C’è nel M5S, e le parole di Casaleggio lo confermano, un’idea di Stato ancor più che di Paese radicalmente altra rispetto alla democrazia rappresentativa alle forme e ai modi nei quali questa si espleta a norma di Costituzione. Oggi, comunque la si pensi, non è più possibile liquidare l’esistenza politica dei Cinquestelle con una battuta, allo stesso modo nel quale il loro gradimento, che dal 2013 è rimasto sempre sopra il 20 per cento e oggi si avvicina al 30, non lo si può ridurre a un malanno stagionale dell’elettorato, a uno starnuto delle urne.

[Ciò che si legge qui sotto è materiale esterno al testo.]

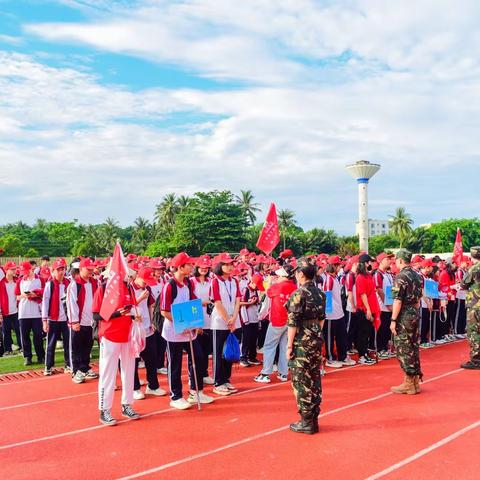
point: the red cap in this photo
(223, 258)
(204, 262)
(10, 266)
(59, 263)
(146, 274)
(180, 259)
(257, 279)
(382, 256)
(335, 259)
(87, 262)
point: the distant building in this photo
(375, 227)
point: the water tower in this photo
(363, 171)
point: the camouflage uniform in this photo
(472, 281)
(306, 311)
(407, 288)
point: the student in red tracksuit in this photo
(54, 315)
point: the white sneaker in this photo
(333, 364)
(180, 404)
(222, 390)
(192, 398)
(138, 395)
(159, 392)
(349, 362)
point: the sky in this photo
(106, 106)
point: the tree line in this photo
(213, 222)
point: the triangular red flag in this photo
(114, 297)
(270, 235)
(458, 248)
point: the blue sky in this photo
(106, 106)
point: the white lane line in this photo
(262, 435)
(424, 451)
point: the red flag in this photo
(114, 297)
(270, 235)
(458, 248)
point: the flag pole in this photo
(194, 369)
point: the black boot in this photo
(305, 425)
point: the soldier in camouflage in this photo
(306, 314)
(472, 281)
(406, 292)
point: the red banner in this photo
(270, 235)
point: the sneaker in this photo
(348, 362)
(192, 398)
(222, 390)
(180, 404)
(106, 418)
(138, 395)
(159, 392)
(262, 378)
(208, 380)
(79, 377)
(366, 360)
(129, 412)
(333, 364)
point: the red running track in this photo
(49, 429)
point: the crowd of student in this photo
(245, 295)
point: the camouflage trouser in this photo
(407, 342)
(473, 334)
(306, 378)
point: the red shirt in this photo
(279, 293)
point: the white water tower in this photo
(363, 171)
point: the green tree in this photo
(401, 225)
(249, 207)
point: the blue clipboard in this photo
(329, 302)
(187, 315)
(388, 296)
(431, 288)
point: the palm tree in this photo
(249, 207)
(285, 219)
(401, 225)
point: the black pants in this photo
(460, 322)
(175, 352)
(249, 341)
(28, 325)
(205, 341)
(364, 331)
(335, 333)
(161, 349)
(57, 330)
(352, 330)
(150, 356)
(81, 344)
(384, 334)
(10, 324)
(222, 369)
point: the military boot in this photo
(408, 386)
(305, 425)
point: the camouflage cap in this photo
(404, 254)
(475, 252)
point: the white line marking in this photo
(424, 451)
(264, 434)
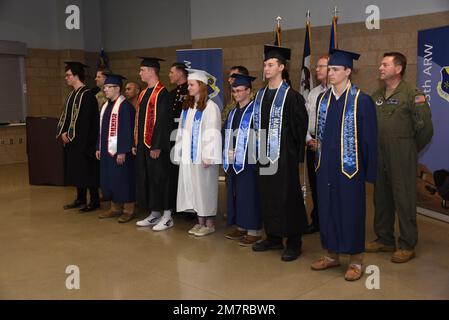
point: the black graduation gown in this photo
(118, 182)
(82, 169)
(282, 203)
(243, 201)
(177, 97)
(341, 201)
(153, 175)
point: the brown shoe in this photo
(401, 256)
(324, 263)
(249, 240)
(125, 217)
(353, 273)
(109, 214)
(236, 235)
(375, 246)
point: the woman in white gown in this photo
(198, 152)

Dunque, il peso che si assegna alle parole di Casaleggio sta in quanto queste segnino e riaffermino la strada di un Movimento che vuole proporsi sì come forza di Governo, ma continua a sventolare la bandiera dell’anti-leaderismo, anche a dispetto di una leadership interna ormai riconoscibile come quella di Luigi Di Maio.
Ieri la reazione dei parlamentari Cinquestelle a quelle parole andava dall’adesione ispirata alla prosaica contestualizzazione. «Bisogna tenere presente il contesto – spiegava il senatore Alberto Airola, tra le voci più pragmatiche – Gianroberto è un anticipatore, ma per arrivare a quello devi essere consapevole. Ora il popolo italiano ha bisogno di un percorso e anche di un nome. Anche perché attualmente siamo in una realtà di democrazia rappresentativa e dobbiamo cercare compromessi. Ci sono aspetto complicati, alcune votazioni non sarebbe stato facile proporle sul blog. E poi non è che se vinciamo le elezioni cambiamo la costituzione dal giorno alla notte».
«Sì è vero – ammette Airola – stiamo scendendo a compromessi, ma sono necessari a sopravvivere. Anche quello di presentarci così spesso in tv lo è stato e ne paghiamo il prezzo. Saremo pure cresciuti nei sondaggi, ma adesso gli italiani guardano Di Maio, magari gli dicono bravo e restano seduti. Mentre il punto non è mai stato quello».
Di primato del nome non vuol sentir parlare Roberto Fico, presidente della commissione di Vigilanza Rai e spesso interprete del ruolo di guardiano dell’autentico spirito movimentista. «Il nostro presidente del Consiglio non sarà un leader, sarà un attivista, un semplicissimo portavoce come tutti gli altri alla stregua di un consigliere comunale che dovrà applicare il programma. Noi per ora dobbiamo stare a questo sistema –concede Fico – il Parlamento, per come oggi è organizzato, rende complicato riuscire ad applicare tutta la nostra teoria. Il fatto che a volte ci voglia il candidato sindaco e che questo finisca per essere e un leader è oggi inevitabile, ma noi proviamo a smontarne la figura. Quando saremo al Governo e ci saranno nodi importanti si voterà in rete». Sempre? «Altre volte si andrà per buon senso, sempre nel rispetto dei principi del Movimento».